Sunday, February 13, 2011

My correspondence with a sex educator, Part II

Read Part I here.

So, shortly after the Arizona Republic ran our column on abstinence-based sex ed, we received the following letter:

November 6, 1995

[Name and address of sender]

Dear Ms. Manning and Miller,

My husband and I read your column "Just say yes to abstinence for students" and then checked to see if we had horns growing out of our heads. We are both American Red Cross trained and certified HIV/AIDS educators. We have done that educating in public schools on occasion. That probably puts us in your "free-love liberal" category.

Actually, we are the parents of nine and the grandparents of 13 (with another on the way).
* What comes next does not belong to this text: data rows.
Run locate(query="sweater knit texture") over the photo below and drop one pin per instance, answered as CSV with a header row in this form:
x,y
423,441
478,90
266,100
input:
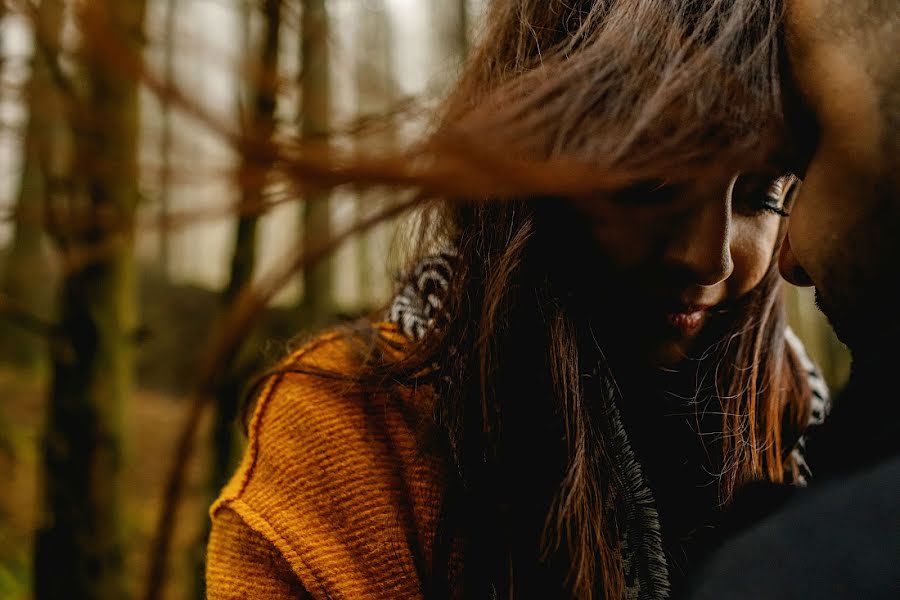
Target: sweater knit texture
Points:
x,y
333,497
We are also in a "monogamous heterosexual relationship in the context of marriage." That is what we live and what we modeled for our children (something they took to with enthusiasm, judging from the number of grandkids!).

We feel you are giving "sex educators" a bad rap. Number one, the Red Cross treats AIDS as health education, not sex education.
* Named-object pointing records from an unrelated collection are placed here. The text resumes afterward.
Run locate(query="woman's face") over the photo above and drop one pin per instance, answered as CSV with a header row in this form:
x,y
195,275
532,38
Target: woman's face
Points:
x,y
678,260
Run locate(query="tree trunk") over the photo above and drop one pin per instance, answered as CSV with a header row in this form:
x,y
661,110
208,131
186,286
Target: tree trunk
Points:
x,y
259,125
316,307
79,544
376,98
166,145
It is true that we are taught to be what you call "non-judgmental," meaning we don't include moral teaching in our instruction. The reason should be obvious. We go into public schools where there are children of every conceivable racial, ethnic and religious persuasion. It is our job to try to reach all those children, not just the ones who belong to "our" group.

This is where we disagree with you. You seem to be saying that information about sex should be taught at home, and morality (in this case, your particular moral beliefs) should be taught in school. You have it backwards. This is the United States of America, and our Constitution guarantees that no one religious group will impose its beliefs on all its citizens.

Like it or not, there are children in the public schools whose families do not follow traditional fundamentalist Christian beliefs, and they have that right. Religion and morality should be taught in the homes, according to each family's belief system. Schools are for imparting information, not for imposing moral judgments.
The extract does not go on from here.